EAF is defined by Ward et al. (2002) as "an extension of conventional fisheries management recognizing more explicitly the interdependence between human well-being and ecosystem health and the need to maintain ecosystems productivity for present and future generations, e.g. conserving critical habitats, reducing pollution and degradation, minimizing waste, protecting endangered species". The Reykjavik FAO Expert Consultation (FAO, 2003) agreed that the "purpose of an ecosystem approach to fisheries is to plan, develop and manage fisheries in a manner that addresses the multiplicity of societal needs and desires, without jeopardizing the options for future generations to benefit from a full range of goods and services provided by marine ecosystems". Therefore, "an ecosystem approach to fisheries strives to balance diverse societal objectives, by taking account of the knowledge and uncertainties about biotic, abiotic and human components of ecosystems and their interactions and applying an integrated approach to fisheries within ecologically meaningful boundaries".

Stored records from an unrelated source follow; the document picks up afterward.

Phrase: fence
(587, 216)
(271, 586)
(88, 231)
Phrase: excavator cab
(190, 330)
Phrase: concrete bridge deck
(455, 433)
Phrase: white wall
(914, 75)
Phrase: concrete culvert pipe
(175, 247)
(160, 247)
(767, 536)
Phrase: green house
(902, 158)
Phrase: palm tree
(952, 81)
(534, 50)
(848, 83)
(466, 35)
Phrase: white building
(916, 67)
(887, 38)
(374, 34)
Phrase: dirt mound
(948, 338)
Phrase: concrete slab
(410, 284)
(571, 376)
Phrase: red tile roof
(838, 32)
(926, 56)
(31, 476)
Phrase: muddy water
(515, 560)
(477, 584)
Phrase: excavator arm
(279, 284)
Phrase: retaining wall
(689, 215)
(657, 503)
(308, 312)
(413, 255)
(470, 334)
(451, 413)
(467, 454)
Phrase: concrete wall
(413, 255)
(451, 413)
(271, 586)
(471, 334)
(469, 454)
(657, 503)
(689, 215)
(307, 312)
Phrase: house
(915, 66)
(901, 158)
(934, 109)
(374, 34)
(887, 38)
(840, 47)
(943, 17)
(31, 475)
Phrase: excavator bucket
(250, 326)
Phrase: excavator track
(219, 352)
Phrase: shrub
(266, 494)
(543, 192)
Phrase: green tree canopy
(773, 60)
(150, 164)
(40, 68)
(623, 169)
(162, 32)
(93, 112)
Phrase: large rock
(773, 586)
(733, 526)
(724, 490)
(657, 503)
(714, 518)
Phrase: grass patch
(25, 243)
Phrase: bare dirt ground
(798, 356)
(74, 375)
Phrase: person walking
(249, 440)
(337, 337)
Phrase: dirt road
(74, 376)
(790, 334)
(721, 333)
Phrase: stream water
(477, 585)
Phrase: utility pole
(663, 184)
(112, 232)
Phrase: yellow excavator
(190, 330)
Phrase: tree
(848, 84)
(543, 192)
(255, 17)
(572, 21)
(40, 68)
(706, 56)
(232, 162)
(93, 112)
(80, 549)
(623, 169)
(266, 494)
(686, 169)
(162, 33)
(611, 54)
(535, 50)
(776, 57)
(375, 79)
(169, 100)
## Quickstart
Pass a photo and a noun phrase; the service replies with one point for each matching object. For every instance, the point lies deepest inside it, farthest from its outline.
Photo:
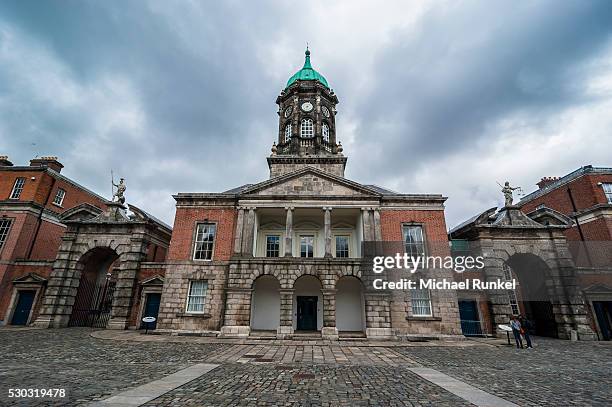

Despite the distinctions between ecosystem management and fisheries management described above, the underlying concepts remain still fuzzy and tend to overlap. The review above illustrates the fact that the various expressions refer to what appear to be in practice very converging, if not totally similar, processes, aiming at largely overlapping sets of objectives. All ecosystem-based approaches to management of economic activities "rely on similar precepts: the need for sound science, adaptation to changing conditions, partnerships with diverse stakeholders and organizations, and a long-term commitment to the welfare of both ecosystem and human societies" (Kimball, 2001). The various terminologies reflect the relative importance, explicit or not, given respectively to fisheries objectives and to ecosystem conservation in their narrow interpretation.

1.6 Integrated Management (IM)

The ecosystem-related concepts mentioned above have a lot in common and relate very closely to the already widely used concept of integrated management. The latter involves comprehensive planning and regulation of human activities towards a complex set of interacting objectives and aims at minimizing user conflicts while ensuring long-term sustainability. It implies the use of a collaborative/participative approach involving the main stakeholders in a flexible, responsible and transparent planning process, respectful of existing rights and duties. It recognizes the need to protect the ecosystem and the implications of multiple uses and aims at sustainable development. Taking account of uncertainty, it complies with the precautionary approach. It takes account of natural and economic areas and not only administrative or political ones. It specifically identifies ecosystem-oriented objectives and indicators. It acknowledges the fragmentation of the sectoral approaches and the linkages between inland, coastal and ocean uses. It integrates data collection, information and research (assessment) and recognizes traditional knowledge. It develops processes for stakeholders' interaction, particularly in objective setting, planning and implementation, including conflict resolution. It explicitly considers the cumulative effects of human activities, and its implementation is based on integrated management plans (IMPs) (see for instance Fisheries and Oceans Canada, 2002). This reading indicates clearly that EBFM and EAF are subsets or aliases of IM, possibly with a greater emphasis on the ecosystem implications.


[2] It is sometimes referred to as Target Resources Oriented Management (TROM; see FAO, 2003).
[3] Note that the terms "health" or "integrity" have a different meaning than in general dictionaries and do not have an agreed operational meaning.